Sashiko is a traditional Japanese embroidery style which dates back to the Edo period (1615 – 1868). It was mostly used by the working class farming and fishing families as to make stronger more practical workwear. A worn-out piece was stitched with layers of old cloth, producing a sturdy garment passed down through generations.

At that time, cloth was a precious commodity, and home spinning fabric was a time-intensive task. Natural fibers like cotton, silk and hemp were handspun, handwoven, and dyed. Silk and cotton were reserved for a specific section of society and were expensive; hemp was what the ordinary man wore, which was more prone to tearing. Given the circumstances mending prowess was a skill needed to survive, which has evolved over the centuries from a frugal necessity into decorative stitching.


By the Meiji Era (1868-1912), this folk textile was a well-established craft. Even personal protective garments, such as the firemen's coat (hikeshibaten) during the Edo and Meiji period, were modelled using the Sashiko technique of stitching several indigo-colored layers. This garment was worn wet after soaking in water before performing duties, and typically dragons, mythological heroes, and symbols of water and bravery decorated the uniforms. The generic style of sashiko embroidery follows a geometric pattern divided into five main kinds. Moyozashi uses running stitches to create linear designs, while in  hitomezashi, the structures emerge from the alignment of many single stitches made on a grid. Kogin, which means small cloth, is a type of darned embroidery from the Tsugaru district of Honshu. Shonai sashiko, which comes from the Shonai region of Yamagata prefecture, has straight lines that cross each other. And if the art uses indigo-dyed threads, it is called kakurezashi.

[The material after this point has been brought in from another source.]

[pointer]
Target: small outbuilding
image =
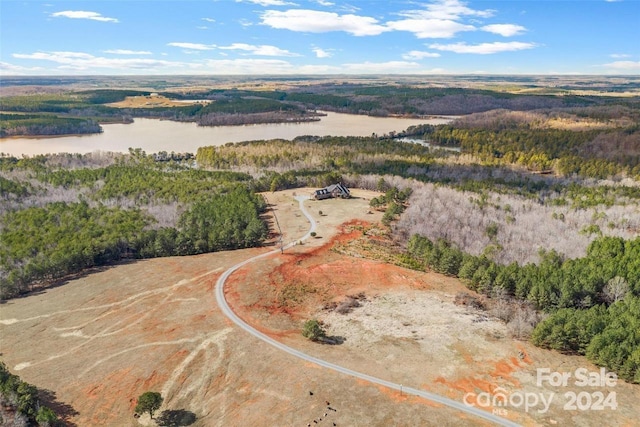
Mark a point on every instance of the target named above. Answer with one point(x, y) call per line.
point(338, 190)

One indispensable aspect of any evolving handicraft is its potential, in which sashiko is particularly rich. Sashiko is today used in any number of products from clothing, bags, accessories like sunglasses, jewelry, and shoes to home linen, like cushions, rugs, blankets, bedspreads, and wall art.


Sashiko and Boro are both intertwined in history but not interchangeable. Sashiko refers to the style of embroidery, whereas the word Boro meaning rags or tattered cloth and indicates the textiles used rather than how they are put together. These techniques were born sometime in the Edo period (1615-1868) and often used white-on-indigo threadwork to repair and repurpose a fabric.


Boro can be best defined as the mindful Japanese art of mending textiles, while Sashiko is a form of sustainable embroidery to strengthen the fabric. Boro textiles are restored by overlapping and stitching spare or discharged scraps of fabric together, essentially using a sashiko stitch, to reinforce the material.


Boro fabrics were typically indigo-dyed as it was the cheapest natural dye available, and a remarkable number of boro pieces also showcase kasuri dye work, a form of ikat dyeing. The thread used for making boro is the same as sashiko, primarily because boro mending deals with old vintage fabrics. The tightly spun yarn of standard line thread would tear the antique instead of unifying the garment. A valued vintage piece of sashiko often incorporates some Boro patches without appearing to be a patchwork, blending as a part of the garment.


Following the golden Meiji period, when the standard of life began to improve and money reached the lower classes, boro garments were discarded by families as visible sign of poverty. Today's visible mending is a modern form of boro that has become a movement challenging us to rethink how we consume clothing in the era of convenience.


Today boro has regained popularity blending in with the wabi-sabi Japanese aesthetic. On a global platform, Boro reproductions have been made by retail lines to spruce up a garment, and at a grass-root level, it's practised as a craft. A legacy of 1500 antique items of Boro are at a permanent exhibition at Amuse Museum in Asakusa, Tokyo, and the government for preservation has designated a few choicest pieces as Tangible Cultural property.


Over the years, sashiko's resurgence has seen even fashion veterans like Issey Miyake use sashiko in his collections, and it has appeared on the runway for Maison Margiela. If fashion is a barometer of the culture in which it’s born then truly Japanese sashiko embroidery is one traditional craft skill that is on the up.